Índio Gigante, also known as Indian Giant, is a breed of domestic chicken originally developed in Brazil. It is one of the largest chicken breeds in the world, especially in terms of height.

History 
The Índio Gigante originated in Brazil around the late 1980s or early 1990s in the states of Minas Gerais and Goiás.

It was created by crossbreeding large gamecocks — "Malayoid" breeds such as the Shamo and the Malay — with caipira chickens (rustic mixed breeds); Plymouth Rocks also may have been used in these crosses. Over time, breeders selected the largest specimens, resulting in the current animals. 

Currently, the Índio Gigante has a defined standard and a Brazilian association — Associação Brasileira de Criadores de Índio Gigante (ABRACIG) — to better organize the continuation and genetic improvement of the breed. Within the 2020s, ABRACIG expects the Índio Gigante to receive official recognition as the first pure breed of chicken to originate from Brazil.

"Índio Gigante" is Portuguese for "Indian Giant"; "Índio" (Indian) in Brazil refers to indigenous Brazilians and their culture (see also Native American name controversy).

Characteristics 
To be considered an Índio Gigante, the rooster should be at least 105 centimeters (1.05 meters), with a minimum weight of 4.5 kilograms as an adult, and the hen should be at least 90 centimeters, with a minimum weight of 3 kilograms as an adult.

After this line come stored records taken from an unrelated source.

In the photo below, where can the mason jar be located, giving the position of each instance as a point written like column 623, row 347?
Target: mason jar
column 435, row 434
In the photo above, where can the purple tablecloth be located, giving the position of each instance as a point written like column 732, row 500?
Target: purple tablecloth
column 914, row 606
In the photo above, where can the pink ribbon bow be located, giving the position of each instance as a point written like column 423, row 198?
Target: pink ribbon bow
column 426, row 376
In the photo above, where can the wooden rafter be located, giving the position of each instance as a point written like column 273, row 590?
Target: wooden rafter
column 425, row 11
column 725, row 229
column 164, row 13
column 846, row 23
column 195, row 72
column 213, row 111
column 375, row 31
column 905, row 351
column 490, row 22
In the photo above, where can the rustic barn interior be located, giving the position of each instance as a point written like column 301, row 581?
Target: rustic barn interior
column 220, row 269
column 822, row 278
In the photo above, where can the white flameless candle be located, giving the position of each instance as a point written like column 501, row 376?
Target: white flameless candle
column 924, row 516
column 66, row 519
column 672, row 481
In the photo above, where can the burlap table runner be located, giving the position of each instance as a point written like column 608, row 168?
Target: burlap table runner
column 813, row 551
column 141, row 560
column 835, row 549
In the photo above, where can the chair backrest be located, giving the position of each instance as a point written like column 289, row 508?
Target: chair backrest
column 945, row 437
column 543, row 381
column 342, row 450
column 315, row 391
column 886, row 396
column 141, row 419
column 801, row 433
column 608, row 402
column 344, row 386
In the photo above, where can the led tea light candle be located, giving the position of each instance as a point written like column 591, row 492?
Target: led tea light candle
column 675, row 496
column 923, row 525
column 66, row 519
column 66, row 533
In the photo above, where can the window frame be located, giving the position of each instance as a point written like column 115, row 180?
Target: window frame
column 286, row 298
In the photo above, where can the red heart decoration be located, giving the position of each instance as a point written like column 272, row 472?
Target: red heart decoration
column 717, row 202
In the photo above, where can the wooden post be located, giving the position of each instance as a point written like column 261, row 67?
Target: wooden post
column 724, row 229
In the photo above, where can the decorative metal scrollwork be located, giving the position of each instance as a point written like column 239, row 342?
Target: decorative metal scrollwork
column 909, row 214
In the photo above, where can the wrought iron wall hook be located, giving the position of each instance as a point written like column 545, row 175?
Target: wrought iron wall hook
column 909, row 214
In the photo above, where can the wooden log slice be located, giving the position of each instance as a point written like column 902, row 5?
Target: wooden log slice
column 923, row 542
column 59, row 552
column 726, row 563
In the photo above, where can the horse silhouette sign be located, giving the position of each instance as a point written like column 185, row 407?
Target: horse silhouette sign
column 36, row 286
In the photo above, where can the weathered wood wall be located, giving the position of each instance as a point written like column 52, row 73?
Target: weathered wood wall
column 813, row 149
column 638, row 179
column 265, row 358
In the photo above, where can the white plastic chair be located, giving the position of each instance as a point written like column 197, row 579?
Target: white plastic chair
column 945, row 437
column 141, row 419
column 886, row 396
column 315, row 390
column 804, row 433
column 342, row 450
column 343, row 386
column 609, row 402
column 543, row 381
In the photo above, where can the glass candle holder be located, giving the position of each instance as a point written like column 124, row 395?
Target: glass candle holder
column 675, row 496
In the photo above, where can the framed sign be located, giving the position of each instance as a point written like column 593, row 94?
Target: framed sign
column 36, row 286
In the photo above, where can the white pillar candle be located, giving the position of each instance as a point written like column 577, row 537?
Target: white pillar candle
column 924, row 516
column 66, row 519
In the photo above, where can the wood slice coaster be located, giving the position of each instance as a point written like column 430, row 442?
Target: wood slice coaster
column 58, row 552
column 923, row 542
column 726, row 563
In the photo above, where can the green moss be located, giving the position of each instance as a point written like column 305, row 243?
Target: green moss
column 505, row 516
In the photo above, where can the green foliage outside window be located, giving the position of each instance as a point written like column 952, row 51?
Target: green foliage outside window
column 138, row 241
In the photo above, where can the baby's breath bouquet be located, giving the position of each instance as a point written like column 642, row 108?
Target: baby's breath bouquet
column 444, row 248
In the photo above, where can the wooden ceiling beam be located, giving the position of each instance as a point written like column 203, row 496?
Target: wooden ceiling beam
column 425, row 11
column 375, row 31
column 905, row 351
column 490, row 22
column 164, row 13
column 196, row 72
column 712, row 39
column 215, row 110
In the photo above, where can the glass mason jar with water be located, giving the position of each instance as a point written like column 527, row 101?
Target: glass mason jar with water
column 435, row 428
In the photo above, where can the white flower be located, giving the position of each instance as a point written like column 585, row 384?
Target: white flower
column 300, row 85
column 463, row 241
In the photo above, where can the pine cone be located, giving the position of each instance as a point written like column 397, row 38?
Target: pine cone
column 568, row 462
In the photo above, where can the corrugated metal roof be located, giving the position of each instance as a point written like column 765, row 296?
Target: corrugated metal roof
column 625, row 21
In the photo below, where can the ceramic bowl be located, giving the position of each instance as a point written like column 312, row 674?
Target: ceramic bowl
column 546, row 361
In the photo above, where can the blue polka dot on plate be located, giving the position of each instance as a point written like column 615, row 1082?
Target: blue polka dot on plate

In addition to these most striking and visible characteristics, there are characteristics such as plumage, beak, etc., which must be observed according to the official standard.

The measurement of the size of the animal is made from the tip of the nail of the middle finger of the paw to the tip of the beak holding the chicken so that it is fully stretched, usually horizontally, because in this position it is usually calm and easier to measure.

The tallest roosters from elite genetics can reach 124 centimeters.